Avrupa açısından durum şöyle özetlenebilir: Her ne kadar Enerji Birliği'nin çerçevesi ve itici adımları Polonya tarafından hazırlanmış olsa da Güney Kıbrıs ve İsrail’in bu adımı en fazla destekleyen ülkeler olduğu biliniyor. Nedeni basit bir kapitalist mantık. Avrupa piyasasını domine eden Rusya, Kuzey Denizi'ne (Norveç) karşı pazarda kendine alan açmak. Avrupa’nın halihazırda Norveç’le yaşadığı bir kriz yok. Ancak Gazprom, “hoş bulunmasa da el mahkum” denilen ve bunun sık sık hissettirildiği bir aktör. İşte İsrail ve Güney Kıbrıs, “artık Gazprom’a mahkum değilsiniz, pastadan bize pay verin” diyor. Bir nevi kazan kazan durumu.
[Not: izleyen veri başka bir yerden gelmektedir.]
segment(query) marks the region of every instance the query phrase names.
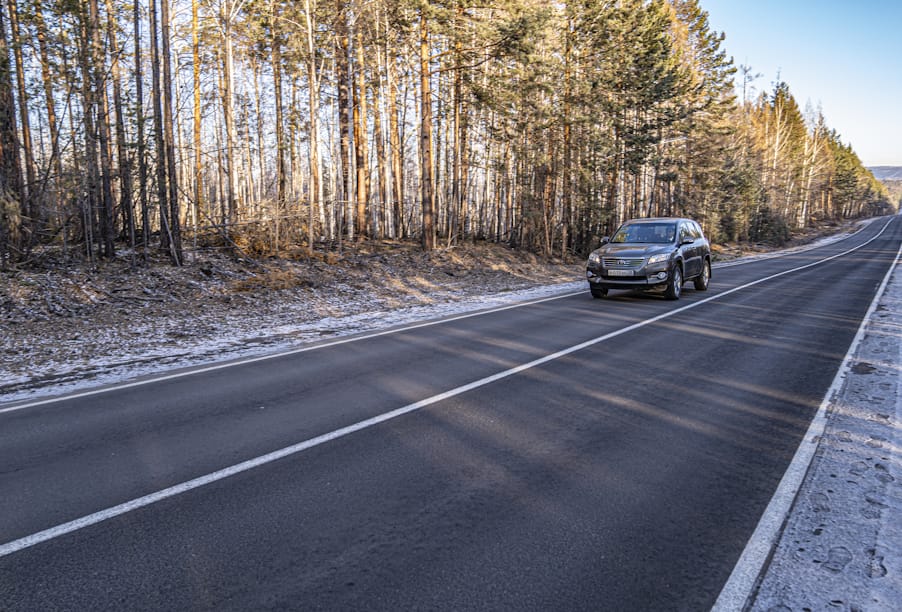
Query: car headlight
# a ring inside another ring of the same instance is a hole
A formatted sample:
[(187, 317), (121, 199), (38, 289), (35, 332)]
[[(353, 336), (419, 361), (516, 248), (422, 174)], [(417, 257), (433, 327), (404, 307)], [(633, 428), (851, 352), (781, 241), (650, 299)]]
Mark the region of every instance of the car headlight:
[(661, 263), (662, 261), (667, 261), (670, 259), (670, 253), (658, 253), (657, 255), (652, 255), (648, 258), (648, 263)]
Hem AB tedarikçi çeşitlendirmesi yapacak, hem de İsrail ve Güney Kıbrıs gazına güvenilir tüketici bulacak.
BİRLİKTE ÇATLAK MI VAR?
Avrupa gaz piyasası üç Akdeniz kıyıdaşı üye ve İsrail’in katılımıyla hareketlilik kazanmış durumda. Kuzeydeyse Almanya, Fransa, Avusturya’nın şirketleri Gazprom’la yola koyuldu. İsrail atılımı piyasanın çeşitlendirilmesi ilkesi uyarınca Enerji Birliği kapsamında değerlendirilebilir. Peki Gazprom’un projeleri ve katılımcılarının bu iştiraki nasıl değerlendirilmeli?
Öncelikle birlik çatısı altında bir araya gelseler dahi Avrupa’daki aktörlerin enerji konusunda fazlasıyla pragmatist baktıkları biliniyor. Soğuk Savaş boyunca ABD’nin itirazlarına rağmen SSCB ile yürütülen ve genişletilen enerji ilişkileri bunun açık kanıtı. Dolayısıyla aktörlerin belirli değerler etrafında yan yana olmaları, pazar entegrasyonları; şirketlerinin çıkarlarını ve yönlendirmelerini dikkate almayacağı anlamına gelmiyor. Gazprom’la yakın ilişkileri olan İtalyan ENİ’nin Kuzey Akım II’den pay alamadığı dikkate alındığında İsrail- Güney Kıbrıs hattından şirketin karlı çıkacağı aşikar. Kuzeyde Gazprom’un varlığını güçlendirenlerse kendi çıkarlarını maksimize ederken, Gazprom’a dönük algıya da şerh koymuş oluyorlar. Yani AB’nin üç üyesi (İtalya, Yunanistan ve Güney Kıbrıs) Enerji Birliği’yle uyumlu görünürken, diğer üçlü (Fransa, Almanya ve Avusturya) buna meydan okuyanlar tarafından yer alıyor.
Enerji ilişkilerinde yüksek belirlenimlerin müttefiklik ilişkilerinin sınırlarını gösteren tarihsel miras ortada. Güncel olarak geçtiğimiz yaz Washigton’ın Rusya’ya dönük yaptırımlarının enerjiyi de kapsaması karşısında Moskova’yla beraber Berlin, Paris ve Viyana’nın tepkisi bunu göstermişti. Özetle, şirketlerin ve onları destekleyen devletlerin motivasyonunu öncelikle kâr ve birlik projeksiyonu bu kârı maksimize eden bir araç. Bunun da birlikte bir çatlak olarak değil, zaten birliğin tarihsel pratikleri uyarınca bir dinamiği olduğu söylenmeli. Yani birlik olmamız bir olmamız anlamına gelmiyor da denebilir.